Bangkok Travel Recommendations — Things to Do, Eat and Avoid
A community-sourced guide to Bangkok — the temples, the markets, the Thai cooking class everyone recommends, and the streets the old-Asia-hand crowd actually love.
📍 Bangkok, ThailandBangkok rewards repeat visits the way few cities do. The first time, you do the Grand Palace, you ride a tuk-tuk, you eat pad thai on Khao San Road and you leave thinking the city is loud and hot and a bit much. The second time, you skip the touristy bits, take the river ferry to Wat Pho, eat boat noodles at Victory Monument, get a Thai massage that nearly kills you for $5, and start to fall for the place. The third time, you have a favourite coffee shop in Ari, you can navigate the BTS without thinking, and you tell people Bangkok is one of the great cities of the world. They are right.
What follows is a community-sourced practical guide — not a guidebook list, but the recommendations that come up over and over again from travellers who have been before, written by other travellers, organised by what people actually want to know.

The temples — and how to do them in a sensible order
There are over 400 Buddhist temples in Bangkok and you do not need to see them all. Three earn their headliner status, and three more are worth a half-day each.

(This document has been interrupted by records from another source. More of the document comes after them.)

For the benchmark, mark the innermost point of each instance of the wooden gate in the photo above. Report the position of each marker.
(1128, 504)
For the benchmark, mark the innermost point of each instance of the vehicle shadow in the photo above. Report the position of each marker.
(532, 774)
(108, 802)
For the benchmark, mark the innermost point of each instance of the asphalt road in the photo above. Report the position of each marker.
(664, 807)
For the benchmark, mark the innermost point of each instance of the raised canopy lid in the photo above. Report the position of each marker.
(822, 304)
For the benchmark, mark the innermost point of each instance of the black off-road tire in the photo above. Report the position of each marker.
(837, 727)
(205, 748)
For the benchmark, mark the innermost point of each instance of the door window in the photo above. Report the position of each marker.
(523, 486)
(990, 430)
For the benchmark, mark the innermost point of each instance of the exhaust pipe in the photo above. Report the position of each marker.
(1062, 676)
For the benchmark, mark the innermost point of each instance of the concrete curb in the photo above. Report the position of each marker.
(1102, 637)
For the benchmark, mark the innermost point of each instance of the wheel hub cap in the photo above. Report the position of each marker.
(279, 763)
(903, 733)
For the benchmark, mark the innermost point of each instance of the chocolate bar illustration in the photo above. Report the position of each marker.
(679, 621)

- **Wat Pho.** The reclining Buddha — 46 metres long, gold leaf, mother-of-pearl on the soles of the feet. Open early, go early. The same compound also runs Bangkok's most famous traditional Thai massage school. Ninety minutes of tek-bopilation for around 500 baht. Worth every coin. - **The Grand Palace and Wat Phra Kaew.** The Emerald Buddha and the seat of the monarchy. Strict dress code (covered shoulders and knees, no flip-flops). Crowded — go at 8.30 a.m. when it opens. Allow two hours. - **Wat Arun.** The Temple of Dawn, on the Thonburi side of the river. Sunset is the cliché photograph; sunrise is the better experience. You can climb the central spire for a sweeping view of the river bend.

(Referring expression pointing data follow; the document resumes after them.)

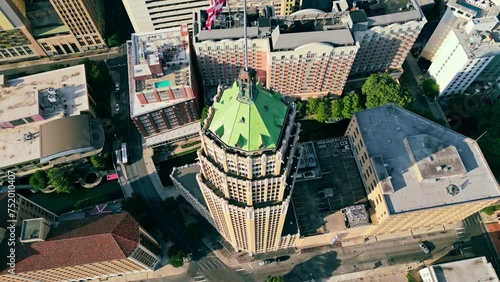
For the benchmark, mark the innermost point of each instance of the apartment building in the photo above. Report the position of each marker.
(458, 10)
(318, 48)
(321, 50)
(16, 41)
(163, 87)
(93, 248)
(385, 35)
(246, 166)
(281, 7)
(46, 120)
(147, 16)
(471, 45)
(419, 176)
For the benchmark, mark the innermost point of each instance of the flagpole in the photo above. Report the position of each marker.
(245, 33)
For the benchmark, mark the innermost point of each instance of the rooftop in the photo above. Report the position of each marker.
(45, 141)
(466, 177)
(474, 269)
(50, 94)
(185, 130)
(479, 37)
(248, 117)
(81, 241)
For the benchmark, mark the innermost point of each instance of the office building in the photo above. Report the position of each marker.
(470, 46)
(246, 166)
(46, 120)
(474, 269)
(16, 41)
(163, 88)
(281, 7)
(419, 176)
(147, 16)
(309, 53)
(93, 248)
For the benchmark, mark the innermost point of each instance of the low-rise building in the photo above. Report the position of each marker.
(419, 176)
(84, 249)
(474, 269)
(163, 88)
(46, 120)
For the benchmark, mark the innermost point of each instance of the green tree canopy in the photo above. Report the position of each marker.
(336, 109)
(62, 179)
(430, 88)
(39, 180)
(381, 89)
(351, 104)
(322, 110)
(312, 106)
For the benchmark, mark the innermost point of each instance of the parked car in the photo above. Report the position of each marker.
(424, 248)
(282, 258)
(266, 261)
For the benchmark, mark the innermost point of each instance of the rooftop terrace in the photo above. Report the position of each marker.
(57, 93)
(384, 131)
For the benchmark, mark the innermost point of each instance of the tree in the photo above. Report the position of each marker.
(113, 40)
(322, 110)
(39, 180)
(195, 231)
(336, 109)
(351, 104)
(101, 161)
(204, 114)
(62, 179)
(380, 89)
(312, 106)
(430, 88)
(275, 279)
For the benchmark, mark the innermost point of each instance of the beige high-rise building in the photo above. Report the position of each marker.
(419, 176)
(16, 41)
(248, 158)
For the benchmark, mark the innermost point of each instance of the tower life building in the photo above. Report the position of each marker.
(248, 159)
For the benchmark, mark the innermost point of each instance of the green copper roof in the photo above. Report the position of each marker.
(249, 123)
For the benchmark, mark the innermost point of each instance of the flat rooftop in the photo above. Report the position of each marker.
(478, 43)
(335, 184)
(475, 269)
(384, 130)
(59, 92)
(186, 130)
(13, 147)
(163, 56)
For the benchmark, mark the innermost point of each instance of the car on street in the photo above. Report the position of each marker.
(266, 261)
(282, 258)
(424, 248)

For a less touristed afternoon: **Wat Saket** (the Golden Mount, climbable, panoramic), **Wat Suthat** (the giant red swing in the square outside), and **Wat Mahathat** (active meditation centre — drop in to a free Vipassana session).
A note on the scams: if anyone outside the Grand Palace tells you the palace is closed for a Buddhist holiday and that they know a "better" temple, they are lying. Walk away. The palace is open. The "better" temple ends with a gem-store sales pitch.
Eating in Bangkok
The single best thing you can do in Bangkok is eat where Thai people eat. The food at a street stall outside a market is usually better, fresher and a quarter of the price of the same dish in a hotel restaurant. A few rules:
- **Look for the queue of office workers at lunchtime.** That stall is good. - **Look for clean plastic stools, busy turnover, and food cooked to order in front of you.** Avoid food sitting in metal trays under heat lamps. - **Boat noodles** at Victory Monument or Pratu Phi are the cheapest serious meal in Bangkok — small bowls, $1 each, designed to let you eat four flavours in one sitting. - **Pad krapao moo (basil pork over rice with a fried egg)** is the Thai national lunch. You can order it almost anywhere and it will be good. - **Pad thai** is real but it is not what most Thai people eat. Save it for one specific stall: Thip Samai near Phra Athit pier, the most famous pad thai in Thailand, worth one queue.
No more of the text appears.